Ageing and cancer
Challenge: Decipher the functional basis underlying the association between ageing somatic tissues and cancer
Cancer incidence increases dramatically with age and is the leading cause of death in both males and females aged 60-79 years old. Ageing is associated with tissue remodelling and an accumulation of somatic mutations, genome instability, epigenetic alterations, and mitochondrial dysfunction amongst other cellular abnormalities. How distinct ageing processes increase cancer risk at different organ sites remains unclear. No single cellular process associated with an ageing soma sufficiently explains cancer risk across all tissues.
This challenge seeks to understand how ageing-associated molecular changes in somatic cells and immune dysfunction together with endogenous and exogenous environmental factors, impact early cancer initiation in ageing somatic tissues, and organ-specific cancer risk.
Barriers and opportunities
Ageing is associated with multiple aberrations in cellular physiology, immune dysfunction, tissue homeostasis and architecture. Somatic cell dysfunction with age is manifested by genomic instability, telomere attrition, epigenetic alterations, loss of proteostasis, deregulated nutrient sensing, mitochondrial dysfunction, cellular senescence, altered intercellular communication and stem cell exhaustion. Ageing tissues suffer from extracellular matrix remodelling (ECM) that might permit expansion of mutant clones within normal tissue and an ageing immune system impairs immune surveillance.

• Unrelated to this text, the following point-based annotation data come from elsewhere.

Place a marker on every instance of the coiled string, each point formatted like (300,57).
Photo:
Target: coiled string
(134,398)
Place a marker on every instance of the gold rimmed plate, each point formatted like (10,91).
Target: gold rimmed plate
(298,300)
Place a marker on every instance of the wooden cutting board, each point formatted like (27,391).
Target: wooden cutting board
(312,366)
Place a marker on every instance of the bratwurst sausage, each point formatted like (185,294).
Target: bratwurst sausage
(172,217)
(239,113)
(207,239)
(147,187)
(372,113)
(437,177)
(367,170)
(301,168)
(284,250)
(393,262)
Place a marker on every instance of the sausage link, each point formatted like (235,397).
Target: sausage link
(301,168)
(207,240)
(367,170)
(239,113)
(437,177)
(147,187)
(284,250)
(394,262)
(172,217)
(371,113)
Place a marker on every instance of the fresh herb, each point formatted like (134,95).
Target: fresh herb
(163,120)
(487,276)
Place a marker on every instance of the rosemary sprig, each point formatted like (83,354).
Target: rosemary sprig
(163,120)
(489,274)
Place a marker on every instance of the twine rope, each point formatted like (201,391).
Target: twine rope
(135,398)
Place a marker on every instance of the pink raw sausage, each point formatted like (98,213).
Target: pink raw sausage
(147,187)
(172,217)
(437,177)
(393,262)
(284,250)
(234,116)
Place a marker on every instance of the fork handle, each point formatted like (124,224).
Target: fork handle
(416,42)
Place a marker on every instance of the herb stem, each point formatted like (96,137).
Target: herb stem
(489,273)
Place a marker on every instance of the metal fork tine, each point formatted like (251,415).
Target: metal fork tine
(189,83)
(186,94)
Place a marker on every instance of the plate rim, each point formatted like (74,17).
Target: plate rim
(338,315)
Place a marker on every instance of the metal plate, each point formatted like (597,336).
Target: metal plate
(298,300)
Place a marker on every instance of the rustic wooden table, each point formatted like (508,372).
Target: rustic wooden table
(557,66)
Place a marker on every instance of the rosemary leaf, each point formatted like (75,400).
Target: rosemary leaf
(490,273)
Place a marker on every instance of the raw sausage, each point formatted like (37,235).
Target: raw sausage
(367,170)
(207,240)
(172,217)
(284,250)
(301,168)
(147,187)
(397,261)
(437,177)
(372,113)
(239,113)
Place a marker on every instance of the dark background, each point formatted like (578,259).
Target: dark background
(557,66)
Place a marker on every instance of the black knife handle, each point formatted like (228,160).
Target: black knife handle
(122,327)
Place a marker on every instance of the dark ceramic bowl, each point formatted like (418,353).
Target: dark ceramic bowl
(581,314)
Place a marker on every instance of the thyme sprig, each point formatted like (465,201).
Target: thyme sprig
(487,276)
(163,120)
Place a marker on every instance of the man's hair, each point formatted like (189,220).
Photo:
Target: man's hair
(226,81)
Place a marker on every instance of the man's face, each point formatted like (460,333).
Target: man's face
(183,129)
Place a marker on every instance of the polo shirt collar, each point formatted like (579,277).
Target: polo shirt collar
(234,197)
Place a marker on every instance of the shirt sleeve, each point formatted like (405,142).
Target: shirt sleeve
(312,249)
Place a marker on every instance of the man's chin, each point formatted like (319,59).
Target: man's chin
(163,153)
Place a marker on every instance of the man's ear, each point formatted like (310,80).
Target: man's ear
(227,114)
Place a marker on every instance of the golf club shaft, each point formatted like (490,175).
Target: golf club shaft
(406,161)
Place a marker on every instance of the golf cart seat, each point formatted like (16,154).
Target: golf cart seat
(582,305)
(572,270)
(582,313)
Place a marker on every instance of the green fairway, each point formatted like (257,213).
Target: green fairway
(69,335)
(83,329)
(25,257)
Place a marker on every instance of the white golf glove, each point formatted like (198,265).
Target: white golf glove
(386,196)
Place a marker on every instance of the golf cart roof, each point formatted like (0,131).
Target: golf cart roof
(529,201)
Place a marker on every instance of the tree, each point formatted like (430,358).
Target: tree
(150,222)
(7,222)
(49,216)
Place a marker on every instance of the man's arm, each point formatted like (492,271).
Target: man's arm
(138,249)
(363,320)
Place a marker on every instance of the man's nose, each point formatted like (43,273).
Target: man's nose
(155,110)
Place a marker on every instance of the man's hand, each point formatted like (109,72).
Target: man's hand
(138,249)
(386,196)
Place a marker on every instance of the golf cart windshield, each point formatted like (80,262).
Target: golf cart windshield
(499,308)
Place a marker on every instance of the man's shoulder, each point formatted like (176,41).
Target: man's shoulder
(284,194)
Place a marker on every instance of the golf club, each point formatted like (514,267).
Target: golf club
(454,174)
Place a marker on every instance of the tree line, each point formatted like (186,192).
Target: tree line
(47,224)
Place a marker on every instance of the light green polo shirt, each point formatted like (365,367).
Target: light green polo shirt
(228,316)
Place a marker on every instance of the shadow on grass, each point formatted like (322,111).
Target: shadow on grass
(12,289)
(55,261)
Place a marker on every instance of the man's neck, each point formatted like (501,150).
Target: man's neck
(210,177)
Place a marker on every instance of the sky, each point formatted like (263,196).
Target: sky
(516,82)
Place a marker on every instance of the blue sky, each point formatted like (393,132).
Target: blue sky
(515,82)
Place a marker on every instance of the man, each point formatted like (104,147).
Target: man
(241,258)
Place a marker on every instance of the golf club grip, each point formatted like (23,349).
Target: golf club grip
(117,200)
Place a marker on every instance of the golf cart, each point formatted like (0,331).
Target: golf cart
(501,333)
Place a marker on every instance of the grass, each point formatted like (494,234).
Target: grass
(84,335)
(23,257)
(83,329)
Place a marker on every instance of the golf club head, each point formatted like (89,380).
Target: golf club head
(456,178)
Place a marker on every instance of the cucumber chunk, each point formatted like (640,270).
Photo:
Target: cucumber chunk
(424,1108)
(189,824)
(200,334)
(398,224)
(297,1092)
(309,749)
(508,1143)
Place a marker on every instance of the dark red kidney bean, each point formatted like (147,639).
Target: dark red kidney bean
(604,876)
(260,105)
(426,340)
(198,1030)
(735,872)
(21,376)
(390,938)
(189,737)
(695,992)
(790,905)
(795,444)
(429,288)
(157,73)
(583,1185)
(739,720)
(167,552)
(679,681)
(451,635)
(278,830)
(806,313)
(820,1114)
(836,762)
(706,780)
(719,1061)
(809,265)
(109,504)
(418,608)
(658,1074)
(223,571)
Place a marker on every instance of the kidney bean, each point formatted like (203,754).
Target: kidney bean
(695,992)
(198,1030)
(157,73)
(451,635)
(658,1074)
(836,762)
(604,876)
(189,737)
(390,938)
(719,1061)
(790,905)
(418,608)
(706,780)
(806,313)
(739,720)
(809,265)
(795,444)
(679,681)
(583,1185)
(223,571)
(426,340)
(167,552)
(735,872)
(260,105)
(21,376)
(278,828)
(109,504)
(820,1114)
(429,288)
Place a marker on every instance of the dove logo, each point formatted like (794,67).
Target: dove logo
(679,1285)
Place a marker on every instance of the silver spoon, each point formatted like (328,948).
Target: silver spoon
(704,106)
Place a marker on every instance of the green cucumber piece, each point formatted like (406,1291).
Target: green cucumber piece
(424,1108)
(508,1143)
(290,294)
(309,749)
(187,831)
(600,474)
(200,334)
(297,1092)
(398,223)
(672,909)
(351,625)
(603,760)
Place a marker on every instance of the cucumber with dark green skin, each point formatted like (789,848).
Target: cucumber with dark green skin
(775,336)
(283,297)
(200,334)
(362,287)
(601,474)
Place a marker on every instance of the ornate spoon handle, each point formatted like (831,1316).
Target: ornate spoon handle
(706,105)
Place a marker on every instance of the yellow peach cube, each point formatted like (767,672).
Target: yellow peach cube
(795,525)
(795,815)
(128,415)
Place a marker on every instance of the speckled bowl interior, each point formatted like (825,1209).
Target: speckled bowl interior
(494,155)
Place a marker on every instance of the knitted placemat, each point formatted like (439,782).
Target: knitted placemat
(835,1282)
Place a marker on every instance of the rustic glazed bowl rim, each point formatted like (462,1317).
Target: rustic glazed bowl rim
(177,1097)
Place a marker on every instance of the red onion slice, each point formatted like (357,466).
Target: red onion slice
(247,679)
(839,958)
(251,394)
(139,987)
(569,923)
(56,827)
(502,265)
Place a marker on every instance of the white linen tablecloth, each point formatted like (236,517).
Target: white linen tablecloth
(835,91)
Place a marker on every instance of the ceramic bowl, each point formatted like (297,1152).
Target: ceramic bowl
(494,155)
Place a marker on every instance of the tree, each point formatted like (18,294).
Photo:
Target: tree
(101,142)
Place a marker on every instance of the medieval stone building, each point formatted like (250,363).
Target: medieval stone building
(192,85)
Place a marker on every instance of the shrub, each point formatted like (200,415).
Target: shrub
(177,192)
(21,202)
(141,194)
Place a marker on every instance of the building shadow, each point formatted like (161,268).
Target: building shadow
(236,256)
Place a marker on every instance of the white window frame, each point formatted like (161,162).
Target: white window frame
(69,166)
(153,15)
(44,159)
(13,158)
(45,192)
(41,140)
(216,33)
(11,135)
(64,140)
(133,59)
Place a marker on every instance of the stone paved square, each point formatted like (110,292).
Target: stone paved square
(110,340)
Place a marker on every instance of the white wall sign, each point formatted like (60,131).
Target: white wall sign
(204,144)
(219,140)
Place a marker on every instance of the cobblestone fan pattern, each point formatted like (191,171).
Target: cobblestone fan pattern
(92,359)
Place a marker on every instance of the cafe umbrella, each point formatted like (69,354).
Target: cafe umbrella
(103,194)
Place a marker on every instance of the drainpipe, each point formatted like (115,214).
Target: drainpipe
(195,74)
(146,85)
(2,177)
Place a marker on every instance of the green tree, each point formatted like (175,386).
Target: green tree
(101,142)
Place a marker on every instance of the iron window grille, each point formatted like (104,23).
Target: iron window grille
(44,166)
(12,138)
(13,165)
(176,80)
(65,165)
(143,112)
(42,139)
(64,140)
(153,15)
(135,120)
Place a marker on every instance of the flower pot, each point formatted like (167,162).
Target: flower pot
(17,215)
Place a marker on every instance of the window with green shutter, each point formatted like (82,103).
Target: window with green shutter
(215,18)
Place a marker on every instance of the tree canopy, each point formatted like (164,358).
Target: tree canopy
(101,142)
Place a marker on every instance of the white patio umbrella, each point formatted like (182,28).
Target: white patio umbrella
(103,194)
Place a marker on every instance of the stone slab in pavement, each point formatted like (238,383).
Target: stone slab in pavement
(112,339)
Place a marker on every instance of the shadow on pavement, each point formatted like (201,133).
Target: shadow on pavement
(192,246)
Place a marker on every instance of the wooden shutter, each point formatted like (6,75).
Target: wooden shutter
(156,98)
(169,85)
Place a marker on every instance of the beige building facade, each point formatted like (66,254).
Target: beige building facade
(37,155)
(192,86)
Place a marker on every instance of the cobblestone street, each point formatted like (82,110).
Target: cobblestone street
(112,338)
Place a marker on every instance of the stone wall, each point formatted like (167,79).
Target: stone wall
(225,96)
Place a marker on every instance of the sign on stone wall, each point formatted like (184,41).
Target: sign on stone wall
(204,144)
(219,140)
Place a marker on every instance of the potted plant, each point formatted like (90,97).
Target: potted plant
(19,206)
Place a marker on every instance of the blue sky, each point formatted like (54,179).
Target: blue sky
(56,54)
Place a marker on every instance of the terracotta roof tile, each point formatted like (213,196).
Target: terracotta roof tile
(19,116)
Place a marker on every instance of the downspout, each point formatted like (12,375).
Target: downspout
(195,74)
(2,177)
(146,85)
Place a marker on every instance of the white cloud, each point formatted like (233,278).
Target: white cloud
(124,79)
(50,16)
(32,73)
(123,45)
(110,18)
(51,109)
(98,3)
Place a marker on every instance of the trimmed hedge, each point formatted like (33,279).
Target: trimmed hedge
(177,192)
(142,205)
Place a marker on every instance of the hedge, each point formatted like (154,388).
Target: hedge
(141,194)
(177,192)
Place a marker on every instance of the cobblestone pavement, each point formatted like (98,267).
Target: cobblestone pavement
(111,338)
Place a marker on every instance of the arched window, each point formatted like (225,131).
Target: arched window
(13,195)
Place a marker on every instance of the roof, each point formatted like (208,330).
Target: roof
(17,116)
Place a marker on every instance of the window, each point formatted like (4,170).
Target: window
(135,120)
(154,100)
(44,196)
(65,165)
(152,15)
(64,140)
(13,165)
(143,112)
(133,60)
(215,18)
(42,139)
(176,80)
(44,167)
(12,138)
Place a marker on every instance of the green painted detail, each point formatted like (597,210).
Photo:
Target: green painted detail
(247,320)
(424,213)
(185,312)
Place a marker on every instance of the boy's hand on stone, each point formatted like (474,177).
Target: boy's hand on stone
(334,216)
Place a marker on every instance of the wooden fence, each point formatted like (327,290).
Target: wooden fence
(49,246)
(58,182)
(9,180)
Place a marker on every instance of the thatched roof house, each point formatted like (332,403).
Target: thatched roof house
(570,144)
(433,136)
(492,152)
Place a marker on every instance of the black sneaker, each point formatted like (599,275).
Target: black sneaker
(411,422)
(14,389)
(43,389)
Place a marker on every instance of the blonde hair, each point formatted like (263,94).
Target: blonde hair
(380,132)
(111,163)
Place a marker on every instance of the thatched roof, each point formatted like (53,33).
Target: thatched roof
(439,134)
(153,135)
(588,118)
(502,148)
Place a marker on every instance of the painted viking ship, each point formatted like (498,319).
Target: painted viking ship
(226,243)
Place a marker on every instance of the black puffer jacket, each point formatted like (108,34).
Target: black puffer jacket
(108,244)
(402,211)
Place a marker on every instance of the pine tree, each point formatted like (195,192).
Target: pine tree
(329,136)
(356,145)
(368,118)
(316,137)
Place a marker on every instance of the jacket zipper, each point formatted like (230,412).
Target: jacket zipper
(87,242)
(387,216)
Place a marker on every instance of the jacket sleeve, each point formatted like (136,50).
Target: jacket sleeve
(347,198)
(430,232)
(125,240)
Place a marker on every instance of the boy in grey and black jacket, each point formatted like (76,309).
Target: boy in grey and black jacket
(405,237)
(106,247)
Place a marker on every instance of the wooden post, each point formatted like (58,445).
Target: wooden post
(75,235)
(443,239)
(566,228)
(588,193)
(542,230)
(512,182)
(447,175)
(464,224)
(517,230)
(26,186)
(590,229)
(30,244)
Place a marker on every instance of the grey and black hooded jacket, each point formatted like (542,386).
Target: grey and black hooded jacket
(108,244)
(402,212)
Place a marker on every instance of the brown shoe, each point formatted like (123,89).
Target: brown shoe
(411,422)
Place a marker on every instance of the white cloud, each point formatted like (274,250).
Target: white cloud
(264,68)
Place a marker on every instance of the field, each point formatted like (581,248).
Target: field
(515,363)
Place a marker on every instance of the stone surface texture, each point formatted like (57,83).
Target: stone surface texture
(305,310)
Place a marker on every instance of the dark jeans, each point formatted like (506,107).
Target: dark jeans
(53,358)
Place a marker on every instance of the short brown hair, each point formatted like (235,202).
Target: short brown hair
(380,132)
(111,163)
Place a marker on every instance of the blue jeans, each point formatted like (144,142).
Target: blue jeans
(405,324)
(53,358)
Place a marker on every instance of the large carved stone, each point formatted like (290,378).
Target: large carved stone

No single ageing process explains cancer risk across all tissues suggesting that distinct cellular processes associated with ageing drive cancer risk in different tissues. The multi-faceted impact of ageing on cellular and organ function, the absence of tractable model systems that reflect human longevity and our nascent understanding of clonal evolution of normal cells in ageing tissue and the impact of ageing processes on tissue architecture have together limited our understanding of how ageing increases cancer risk.
New approaches are required to:
Develop functional insights into how ageing contributes to cancer risk
Understand how changes in tissue architecture driven by ageing and prolonged exposures to environmental stimuli might alter clonal dynamics in normal tissue and influence cancer risk
Understand how distinct ageing-associated cellular and immune processes impact early cancer initiation and organ-specific cancer risk
Vision and Impact
Addressing this challenge would provide a deep functional understanding of diverse cellular and immune ageing processes and their functional consequences on organ-specific cancer risk.
Techniques could be developed to understand how alterations in the ECM constrain or promote clonal expansions within normal tissue and how ageing of somatic cells, taking into account environmental exposures, contributes to tumour initiation and promotion. Addressing this challenge will require an interdisciplinary team that could include members with expertise in ageing syndromes and animal modelling, natural ageing processes in human tissue, cellular senescence and mitochondrial function, immunology, extracellular matrix biology, environmental carcinogenesis, and clonal evolution of normal tissue. Applicants should specify their definition of ageing as it relates to the proposed studies, including a rationale for the models selected and/or age range of study participants.
By identifying functional ageing processes driving organ-specific cancer risk, new interventions that lower cancer risk in ageing populations could be developed.
Plain language summary: Why ageing and cancer?
Age is a major risk factor for cancer. As we age, the cells in our bodies accumulate genetic changes called mutations, and normal cellular processes begin to go awry. As these changes build up, the likelihood of getting cancer increases. The immune system also becomes less effective with ageing and may become unable to detect and eliminate cancer cells when they arise.
Research has shown that the processes underlying ageing overlap with those of cancer development, but how distinct ageing processes increase cancer risk in different organs is unclear. Because no single ageing process explains cancer risk across all tissues, different cellular processes associated with ageing are likely to drive cancer risk in different organs.
This challenge seeks to gain a thorough understanding of the cellular and immune changes associated with ageing and how they contribute to cancer risk in different organs. This knowledge could help us to find new strategies to decrease cancer risk in ageing populations.